Me ..and JP did the Meriden Mountain ride this afternoon..The same ride  we did with 03jeff, and severene last week....we prettty much rode hard and finished in about 2 and a half hours...For some reason JP prefers his old bike better then the one he got from greg so he rode the POS FS bike today...Couple minor crashes...a little blood, but nothing life threatening.  Heres a little cheesy vid I took

steve


----------



## o3jeff (Aug 25, 2008)

Good job on the video. Looks like you two will do anything for our viewing pleasure here!

JP's new bike the headset and bottom bracket were extremely loose yesterday when he left so I don't think he had a chance to tighten them.


----------



## Greg (Aug 25, 2008)

Classic dynamic duo right there.


----------



## severine (Aug 26, 2008)

Nice vid!  Good choices to show off the riding there.  You guys are animals!!!  I'm impressed that you did it in 2.5 hrs!  Did you find the original trail back that you intended last time or did you ride on the road again?


----------



## Trekchick (Aug 26, 2008)

Nice!!!!


----------



## powhunter (Aug 26, 2008)

severine said:


> Nice vid!  Good choices to show off the riding there.  You guys are animals!!!  I'm impressed that you did it in 2.5 hrs!  Did you find the original trail back that you intended last time or did you ride on the road again?

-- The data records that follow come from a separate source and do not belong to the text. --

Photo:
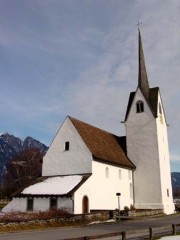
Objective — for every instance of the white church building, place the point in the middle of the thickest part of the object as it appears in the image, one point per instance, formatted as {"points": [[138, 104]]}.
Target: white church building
{"points": [[86, 167]]}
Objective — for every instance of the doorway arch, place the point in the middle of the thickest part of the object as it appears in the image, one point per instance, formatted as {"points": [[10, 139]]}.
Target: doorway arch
{"points": [[85, 205]]}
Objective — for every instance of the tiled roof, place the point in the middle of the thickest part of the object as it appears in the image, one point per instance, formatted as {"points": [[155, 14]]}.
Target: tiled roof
{"points": [[103, 145], [152, 101]]}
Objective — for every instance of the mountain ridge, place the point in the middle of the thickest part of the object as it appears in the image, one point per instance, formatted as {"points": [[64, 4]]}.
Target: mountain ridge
{"points": [[11, 145]]}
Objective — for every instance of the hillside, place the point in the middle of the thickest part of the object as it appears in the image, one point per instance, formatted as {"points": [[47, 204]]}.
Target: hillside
{"points": [[11, 146]]}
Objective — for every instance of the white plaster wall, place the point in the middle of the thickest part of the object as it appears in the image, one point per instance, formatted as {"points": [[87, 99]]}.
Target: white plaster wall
{"points": [[16, 205], [77, 160], [147, 147], [101, 191], [142, 149], [166, 184]]}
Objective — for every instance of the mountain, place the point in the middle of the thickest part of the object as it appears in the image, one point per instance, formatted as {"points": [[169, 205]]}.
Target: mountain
{"points": [[10, 146], [175, 177]]}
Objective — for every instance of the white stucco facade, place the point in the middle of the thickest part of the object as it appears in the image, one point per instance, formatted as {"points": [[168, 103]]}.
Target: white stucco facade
{"points": [[58, 161], [147, 147], [102, 186]]}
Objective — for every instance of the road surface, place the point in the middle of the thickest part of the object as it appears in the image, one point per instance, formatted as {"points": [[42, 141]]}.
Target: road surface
{"points": [[132, 227]]}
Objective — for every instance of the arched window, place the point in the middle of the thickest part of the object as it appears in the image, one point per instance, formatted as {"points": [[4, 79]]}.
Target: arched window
{"points": [[120, 174], [30, 203], [85, 205], [66, 146], [160, 109], [139, 106], [107, 172]]}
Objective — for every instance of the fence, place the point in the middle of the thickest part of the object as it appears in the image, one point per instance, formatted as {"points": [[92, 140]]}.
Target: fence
{"points": [[149, 233]]}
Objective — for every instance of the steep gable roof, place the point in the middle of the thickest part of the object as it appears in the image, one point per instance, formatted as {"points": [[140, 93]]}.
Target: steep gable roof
{"points": [[103, 145], [152, 101]]}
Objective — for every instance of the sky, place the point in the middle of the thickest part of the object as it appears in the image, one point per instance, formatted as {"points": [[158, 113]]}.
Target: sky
{"points": [[80, 58]]}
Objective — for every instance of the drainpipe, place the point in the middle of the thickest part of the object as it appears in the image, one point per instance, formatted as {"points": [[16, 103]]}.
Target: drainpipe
{"points": [[72, 199]]}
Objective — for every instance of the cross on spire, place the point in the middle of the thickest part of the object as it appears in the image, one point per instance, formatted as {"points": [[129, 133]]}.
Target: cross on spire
{"points": [[138, 24], [142, 78]]}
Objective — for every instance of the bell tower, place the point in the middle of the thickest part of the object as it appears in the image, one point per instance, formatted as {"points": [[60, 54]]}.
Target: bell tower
{"points": [[147, 144]]}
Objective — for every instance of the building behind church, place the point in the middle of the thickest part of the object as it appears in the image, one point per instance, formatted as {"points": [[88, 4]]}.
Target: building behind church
{"points": [[86, 167]]}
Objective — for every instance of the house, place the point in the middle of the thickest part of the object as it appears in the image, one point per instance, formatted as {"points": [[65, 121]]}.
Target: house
{"points": [[86, 167]]}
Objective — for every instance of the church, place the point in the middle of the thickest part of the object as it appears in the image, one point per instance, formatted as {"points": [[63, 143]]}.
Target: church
{"points": [[86, 168]]}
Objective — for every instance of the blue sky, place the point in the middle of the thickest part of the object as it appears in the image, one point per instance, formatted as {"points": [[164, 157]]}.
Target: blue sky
{"points": [[79, 58]]}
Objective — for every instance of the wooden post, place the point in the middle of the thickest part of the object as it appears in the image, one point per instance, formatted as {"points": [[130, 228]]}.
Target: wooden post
{"points": [[123, 235], [150, 233], [174, 229]]}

yea we did....it was easy during daylight :argue:   those rock gardens were brutal on the body/bikes  You can expect  someone will get a pich/flat riding thru that stuff....at least I had the right size tubes this time to repair them!!  


steve


----------



## bvibert (Aug 26, 2008)

Nice work on the vid Steve.  Looks like you guys had a fun time.


----------



## Gremf (Sep 7, 2008)

Where is Meriden Mountain?  Does it perhaps go by another name?  How much of a trail network is there?


----------



## o3jeff (Sep 7, 2008)

Hubbard Park on West Main Street in Meriden. I think I threw up our gps track from last time on CF, but don't follow it, we got kinda lost!


----------



## Gremf (Sep 7, 2008)

o3jeff said:


> Hubbard Park on West Main Street in Meriden. I think I threw up our gps track from last time on CF, but don't follow it, we got kinda lost!



Have been wondering about this place.  I will check it out.  Nice vid, BTW.


----------